In our case, the patient met the pathological and clinical criteria for infective endocarditis based on the modified Duke criteria [2]. This indicates that E. casseliflavus also causes infective endocarditis.

According to the drug susceptibility pattern of enterococci in the United States, E. casseliflavus is susceptible to penicillin G and ampicillin [7]. It should be noted that E. casseliflavus is intrinsically resistant to vancomycin [8]. The vanC-2 gene on the chromosome of E. casseliflavus alters the biosynthetic pathway of peptidoglycan, changing the D-Ala- D-Ala end, which is the binding site for vancomycin, to the D-Ala- D-Ser end [9]. This inhibits vancomycin binding. We should be aware that antimicrobial susceptibility tests of E. casseliflavus may report “susceptible” to vancomycin, as the vancomycin resistance resulting from vanC gene is of a low level. Although aminoglycosides are the cornerstone in the treatment of enterococcal infections, especially in infective endocarditis, approximately 18% of E. casseliflavus are reported to represent high-level resistance to gentamicin [10].

In general, single-agent treatment for enterococcal endocarditis is not recommended because approximately two-thirds of failures occur when penicillin is used as monotherapy [11]. The double-β-lactam regimen, or a combination of aminopenicillin and third-generation cephalosporin, showed a synergistic effect against E. faecalis [12]. This is considered to be caused by the partial saturation of penicillin-binding proteins (PBPs) 4 and 5 by aminopenicillin combined with the total saturation of PBPs 2 and 3 by third-generation cephalosporins. The profile of PBPs in E. casseliflavus is not well understood. Although the double-β-lactam regimen is one of the promising treatment options for endocarditis caused by E. faecalis, its effectiveness has not been proven in endocarditis caused by enterococci other than E. faecalis [13, 14]. Therefore, we referred to the treatment of endocarditis caused by a closely related species, E. gallinarum.
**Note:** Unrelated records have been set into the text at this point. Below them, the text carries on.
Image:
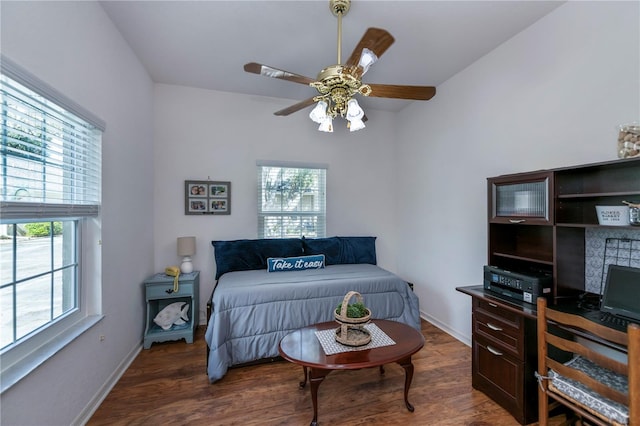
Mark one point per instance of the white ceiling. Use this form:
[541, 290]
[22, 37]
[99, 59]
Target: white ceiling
[204, 44]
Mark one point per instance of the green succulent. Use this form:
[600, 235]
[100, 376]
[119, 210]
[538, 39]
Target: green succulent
[355, 310]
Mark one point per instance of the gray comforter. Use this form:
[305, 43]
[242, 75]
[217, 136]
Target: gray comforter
[253, 310]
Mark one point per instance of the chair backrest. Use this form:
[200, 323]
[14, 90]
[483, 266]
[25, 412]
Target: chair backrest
[576, 336]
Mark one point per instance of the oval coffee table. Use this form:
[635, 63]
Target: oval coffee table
[302, 347]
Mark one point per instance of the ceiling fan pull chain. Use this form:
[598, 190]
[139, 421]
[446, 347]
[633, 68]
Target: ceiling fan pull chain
[339, 37]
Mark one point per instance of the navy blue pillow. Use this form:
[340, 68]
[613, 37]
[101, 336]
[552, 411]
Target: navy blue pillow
[330, 247]
[342, 250]
[246, 255]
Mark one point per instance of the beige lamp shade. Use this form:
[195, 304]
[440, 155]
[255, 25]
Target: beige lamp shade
[186, 246]
[186, 249]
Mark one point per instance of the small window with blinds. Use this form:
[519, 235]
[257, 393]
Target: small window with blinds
[291, 201]
[50, 155]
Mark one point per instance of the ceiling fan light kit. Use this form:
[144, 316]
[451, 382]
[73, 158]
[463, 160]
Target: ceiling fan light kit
[338, 84]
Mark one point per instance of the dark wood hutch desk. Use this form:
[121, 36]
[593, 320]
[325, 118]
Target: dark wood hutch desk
[504, 349]
[504, 352]
[540, 222]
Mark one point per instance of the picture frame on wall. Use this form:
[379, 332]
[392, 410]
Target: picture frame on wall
[205, 197]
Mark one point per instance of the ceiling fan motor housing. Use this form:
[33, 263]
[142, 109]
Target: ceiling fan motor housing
[339, 6]
[337, 84]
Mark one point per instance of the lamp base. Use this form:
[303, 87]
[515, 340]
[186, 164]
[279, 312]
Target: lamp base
[187, 266]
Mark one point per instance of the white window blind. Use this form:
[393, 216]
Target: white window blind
[291, 201]
[50, 157]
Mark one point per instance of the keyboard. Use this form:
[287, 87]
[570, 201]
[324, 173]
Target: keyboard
[614, 320]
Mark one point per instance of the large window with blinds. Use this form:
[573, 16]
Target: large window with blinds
[291, 201]
[50, 194]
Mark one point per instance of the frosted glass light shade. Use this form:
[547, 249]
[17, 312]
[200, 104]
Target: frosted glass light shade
[354, 115]
[326, 125]
[319, 113]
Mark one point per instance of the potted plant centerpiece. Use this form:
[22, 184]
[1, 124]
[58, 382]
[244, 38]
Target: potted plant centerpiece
[352, 318]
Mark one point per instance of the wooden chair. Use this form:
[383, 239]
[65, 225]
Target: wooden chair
[592, 382]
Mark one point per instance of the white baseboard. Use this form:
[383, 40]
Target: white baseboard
[445, 328]
[104, 390]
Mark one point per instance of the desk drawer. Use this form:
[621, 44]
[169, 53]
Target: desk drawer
[492, 309]
[500, 376]
[501, 334]
[165, 290]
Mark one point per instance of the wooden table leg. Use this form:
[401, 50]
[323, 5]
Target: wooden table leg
[316, 376]
[408, 376]
[304, 382]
In our search, we discovered five reported cases of infective endocarditis caused by E. gallinarum [15,16,17,18,19]. The treatment regimen was penicillin or ampicillin plus gentamicin in three cases [15,16,17], vancomycin in one case [18], and unknown in one case [19]. Although E. casseliflavus and E. gallinarum are genetically close and the resistance rate to ampicillin or aminoglycoside is similar, difference in resistance to erythromycin and vancomycin have been reported [20].
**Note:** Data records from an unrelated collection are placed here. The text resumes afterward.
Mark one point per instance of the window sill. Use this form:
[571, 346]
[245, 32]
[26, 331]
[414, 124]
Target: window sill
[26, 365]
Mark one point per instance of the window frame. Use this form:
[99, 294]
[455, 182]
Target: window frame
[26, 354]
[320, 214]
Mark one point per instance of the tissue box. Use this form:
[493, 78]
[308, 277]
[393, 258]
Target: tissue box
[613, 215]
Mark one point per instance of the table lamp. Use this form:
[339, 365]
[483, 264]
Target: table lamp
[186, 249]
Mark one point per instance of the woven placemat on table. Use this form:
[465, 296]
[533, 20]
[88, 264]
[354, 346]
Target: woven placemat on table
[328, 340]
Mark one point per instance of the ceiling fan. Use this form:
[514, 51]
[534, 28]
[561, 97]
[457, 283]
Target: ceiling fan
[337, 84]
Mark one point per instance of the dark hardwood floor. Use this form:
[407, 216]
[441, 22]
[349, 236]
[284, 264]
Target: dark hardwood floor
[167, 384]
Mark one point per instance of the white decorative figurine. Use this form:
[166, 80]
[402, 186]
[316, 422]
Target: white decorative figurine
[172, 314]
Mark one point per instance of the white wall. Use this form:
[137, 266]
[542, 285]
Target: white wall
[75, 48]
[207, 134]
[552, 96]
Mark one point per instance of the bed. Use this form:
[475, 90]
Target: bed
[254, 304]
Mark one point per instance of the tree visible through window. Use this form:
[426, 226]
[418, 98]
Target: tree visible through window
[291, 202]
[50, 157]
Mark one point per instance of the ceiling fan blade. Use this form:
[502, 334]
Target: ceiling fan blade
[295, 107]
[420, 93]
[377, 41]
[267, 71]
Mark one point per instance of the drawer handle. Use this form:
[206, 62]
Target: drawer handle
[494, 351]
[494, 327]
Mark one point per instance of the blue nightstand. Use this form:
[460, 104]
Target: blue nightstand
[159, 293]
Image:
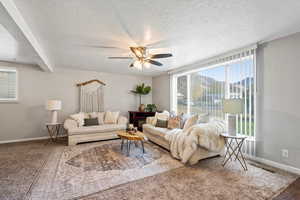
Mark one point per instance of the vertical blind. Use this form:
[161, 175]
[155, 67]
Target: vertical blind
[8, 84]
[203, 89]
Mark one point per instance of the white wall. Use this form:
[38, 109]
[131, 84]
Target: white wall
[161, 92]
[278, 100]
[26, 119]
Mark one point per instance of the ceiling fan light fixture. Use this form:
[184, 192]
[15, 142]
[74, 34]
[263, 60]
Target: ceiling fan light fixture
[137, 64]
[147, 65]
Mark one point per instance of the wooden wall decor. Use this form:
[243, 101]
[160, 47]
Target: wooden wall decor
[90, 81]
[91, 96]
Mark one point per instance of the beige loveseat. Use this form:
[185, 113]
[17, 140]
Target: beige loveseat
[157, 135]
[77, 134]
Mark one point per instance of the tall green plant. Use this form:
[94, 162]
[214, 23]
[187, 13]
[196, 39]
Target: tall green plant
[141, 90]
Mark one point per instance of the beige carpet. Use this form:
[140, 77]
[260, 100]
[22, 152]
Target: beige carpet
[99, 170]
[208, 180]
[88, 168]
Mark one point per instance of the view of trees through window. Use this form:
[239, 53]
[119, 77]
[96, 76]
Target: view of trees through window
[203, 91]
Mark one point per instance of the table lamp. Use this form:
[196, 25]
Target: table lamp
[232, 107]
[54, 106]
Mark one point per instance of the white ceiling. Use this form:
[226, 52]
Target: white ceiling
[191, 30]
[13, 45]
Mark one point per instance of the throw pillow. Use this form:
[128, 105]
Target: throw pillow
[91, 122]
[161, 123]
[79, 118]
[162, 116]
[111, 117]
[174, 122]
[183, 119]
[93, 115]
[203, 118]
[190, 122]
[100, 117]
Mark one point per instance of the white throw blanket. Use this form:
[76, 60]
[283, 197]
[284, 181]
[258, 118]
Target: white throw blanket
[183, 144]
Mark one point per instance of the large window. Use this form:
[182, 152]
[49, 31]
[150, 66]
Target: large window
[203, 90]
[8, 84]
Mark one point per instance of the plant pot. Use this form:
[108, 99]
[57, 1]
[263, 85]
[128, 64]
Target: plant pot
[142, 108]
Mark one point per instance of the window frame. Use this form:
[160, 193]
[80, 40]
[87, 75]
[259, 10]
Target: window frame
[11, 100]
[173, 103]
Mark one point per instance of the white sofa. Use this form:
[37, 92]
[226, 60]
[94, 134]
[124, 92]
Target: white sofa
[157, 136]
[78, 134]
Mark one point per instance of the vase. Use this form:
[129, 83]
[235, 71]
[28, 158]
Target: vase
[142, 108]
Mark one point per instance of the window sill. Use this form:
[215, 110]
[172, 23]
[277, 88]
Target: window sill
[249, 138]
[9, 101]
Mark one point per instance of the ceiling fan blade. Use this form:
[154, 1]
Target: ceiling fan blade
[153, 62]
[162, 55]
[119, 57]
[103, 47]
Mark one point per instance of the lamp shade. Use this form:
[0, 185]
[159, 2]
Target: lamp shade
[233, 106]
[53, 105]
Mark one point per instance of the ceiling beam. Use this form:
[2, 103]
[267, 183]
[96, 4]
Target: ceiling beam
[15, 14]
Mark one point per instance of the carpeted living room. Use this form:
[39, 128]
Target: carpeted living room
[149, 100]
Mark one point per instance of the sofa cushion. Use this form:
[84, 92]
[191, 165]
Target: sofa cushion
[91, 122]
[111, 117]
[161, 123]
[174, 122]
[190, 122]
[79, 118]
[155, 131]
[100, 117]
[96, 129]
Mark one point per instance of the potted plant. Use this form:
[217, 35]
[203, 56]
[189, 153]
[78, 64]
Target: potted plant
[141, 90]
[151, 108]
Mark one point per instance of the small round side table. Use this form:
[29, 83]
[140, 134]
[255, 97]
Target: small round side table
[234, 146]
[53, 130]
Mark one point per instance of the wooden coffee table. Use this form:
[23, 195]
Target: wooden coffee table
[136, 137]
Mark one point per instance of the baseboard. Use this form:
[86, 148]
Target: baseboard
[27, 139]
[274, 164]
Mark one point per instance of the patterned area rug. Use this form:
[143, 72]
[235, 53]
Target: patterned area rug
[94, 171]
[88, 168]
[207, 180]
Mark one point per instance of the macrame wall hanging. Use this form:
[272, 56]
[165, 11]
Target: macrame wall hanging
[91, 96]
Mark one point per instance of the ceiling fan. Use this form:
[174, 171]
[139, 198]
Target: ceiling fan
[142, 58]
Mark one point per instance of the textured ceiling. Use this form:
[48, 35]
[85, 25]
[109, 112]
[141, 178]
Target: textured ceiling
[13, 45]
[191, 30]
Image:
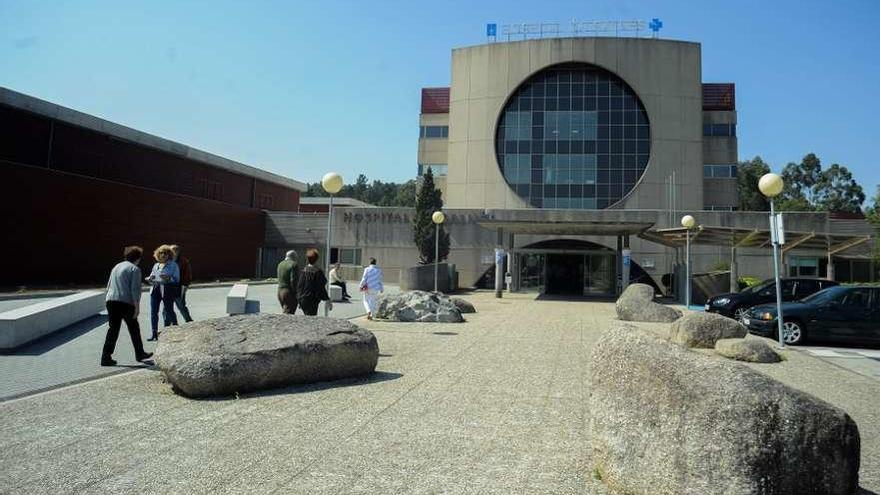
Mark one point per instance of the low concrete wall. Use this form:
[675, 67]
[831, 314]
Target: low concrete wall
[22, 325]
[421, 277]
[236, 300]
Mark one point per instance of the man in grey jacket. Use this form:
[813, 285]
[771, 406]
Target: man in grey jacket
[123, 303]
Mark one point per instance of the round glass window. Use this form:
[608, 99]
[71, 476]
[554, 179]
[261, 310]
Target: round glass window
[573, 136]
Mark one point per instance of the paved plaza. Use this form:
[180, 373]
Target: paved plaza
[73, 354]
[494, 405]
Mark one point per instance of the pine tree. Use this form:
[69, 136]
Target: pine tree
[428, 201]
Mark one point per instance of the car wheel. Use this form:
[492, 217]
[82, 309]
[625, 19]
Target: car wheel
[793, 332]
Based on the antimicrobial susceptibility pattern of isolated E. casseliflavus and these case reports, we chose ampicillin plus gentamicin. Although it is recommended that gentamicin should be administered in daily multiple divided doses in patients with enterococcal endocarditis [2], we administered gentamicin once daily because our patient had renal impairment. Older age and pre-existing renal disease are known to be risk factors for aminoglycoside nephrotoxicity [1]. Our case showed the possibility that some patients with these risk factors could complete the aminoglycoside-containing regimen without develo** nephrotoxicity if the dose is appropriately adjusted using therapeutic drug monitoring. Alternative regimens for patients with multiple risk factors of nephrotoxicity include 2-weeks aminoglycoside or double-β-lactam regimen. However, further investigation is needed on such regimens for patients with endocarditis caused by E. casseliflavus.
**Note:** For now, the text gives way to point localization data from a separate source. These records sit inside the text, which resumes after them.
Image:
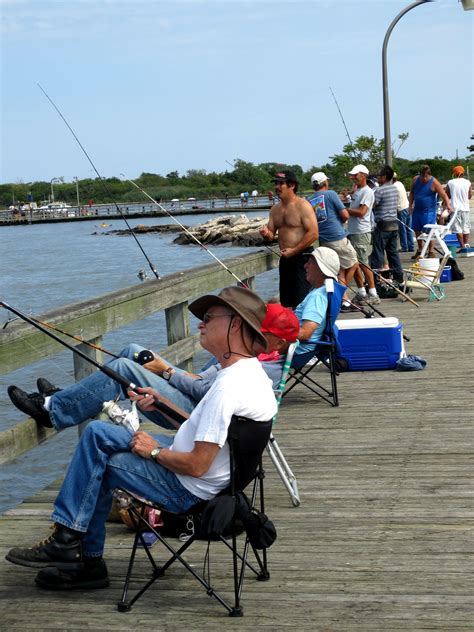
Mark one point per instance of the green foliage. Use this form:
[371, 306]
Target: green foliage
[243, 176]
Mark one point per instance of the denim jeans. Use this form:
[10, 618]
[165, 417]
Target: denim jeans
[101, 462]
[386, 241]
[84, 400]
[405, 233]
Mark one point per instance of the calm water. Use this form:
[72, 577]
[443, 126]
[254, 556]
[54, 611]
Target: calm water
[46, 266]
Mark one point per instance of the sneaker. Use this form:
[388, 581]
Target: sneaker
[62, 549]
[360, 299]
[91, 575]
[348, 308]
[45, 387]
[31, 404]
[372, 300]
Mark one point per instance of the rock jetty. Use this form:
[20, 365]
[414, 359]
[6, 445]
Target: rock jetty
[238, 230]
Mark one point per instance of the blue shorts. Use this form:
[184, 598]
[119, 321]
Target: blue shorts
[418, 220]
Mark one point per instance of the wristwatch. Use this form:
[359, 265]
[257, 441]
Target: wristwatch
[155, 452]
[167, 373]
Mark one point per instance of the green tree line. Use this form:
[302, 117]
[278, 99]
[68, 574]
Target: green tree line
[243, 176]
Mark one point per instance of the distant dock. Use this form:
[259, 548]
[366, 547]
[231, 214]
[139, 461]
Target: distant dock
[132, 210]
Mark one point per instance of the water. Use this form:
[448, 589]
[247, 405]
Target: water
[45, 266]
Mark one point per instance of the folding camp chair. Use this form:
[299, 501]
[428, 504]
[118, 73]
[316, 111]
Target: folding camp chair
[247, 440]
[324, 352]
[273, 449]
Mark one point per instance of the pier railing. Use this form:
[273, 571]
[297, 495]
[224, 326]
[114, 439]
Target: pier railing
[21, 344]
[138, 210]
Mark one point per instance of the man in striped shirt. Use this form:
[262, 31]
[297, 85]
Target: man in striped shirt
[385, 235]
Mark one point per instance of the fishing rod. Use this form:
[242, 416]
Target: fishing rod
[124, 383]
[344, 123]
[186, 230]
[104, 183]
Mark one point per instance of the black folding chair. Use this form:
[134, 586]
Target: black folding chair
[247, 440]
[324, 352]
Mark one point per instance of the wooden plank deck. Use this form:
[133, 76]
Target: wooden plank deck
[383, 539]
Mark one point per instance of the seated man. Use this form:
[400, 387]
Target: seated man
[194, 467]
[311, 312]
[83, 400]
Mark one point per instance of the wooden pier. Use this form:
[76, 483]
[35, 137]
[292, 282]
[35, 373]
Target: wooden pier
[384, 538]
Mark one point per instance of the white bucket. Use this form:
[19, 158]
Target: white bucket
[428, 264]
According to several guidelines [2, 21], the duration of antimicrobial therapy in native valve enterococcal endocarditis depends on the duration of infection before diagnosis. Patients with < 3 months’ symptom duration can be successfully treated with 4 weeks of therapy, while patients with ≥3 months’ symptom duration can be successfully treated with 6 weeks of therapy. Although our patient developed acute respiratory failure, we opted for a 6-week regimen because the lumbago that had been observed for 5 months could have been due to vertebral osteomyelitis following infective endocarditis.

In conclusion, our case demonstrated that E. casseliflavus could cause infective endocarditis, which could be successfully treated with a 6-week regimen of ampicillin and gentamicin in combination with proper surgical treatment.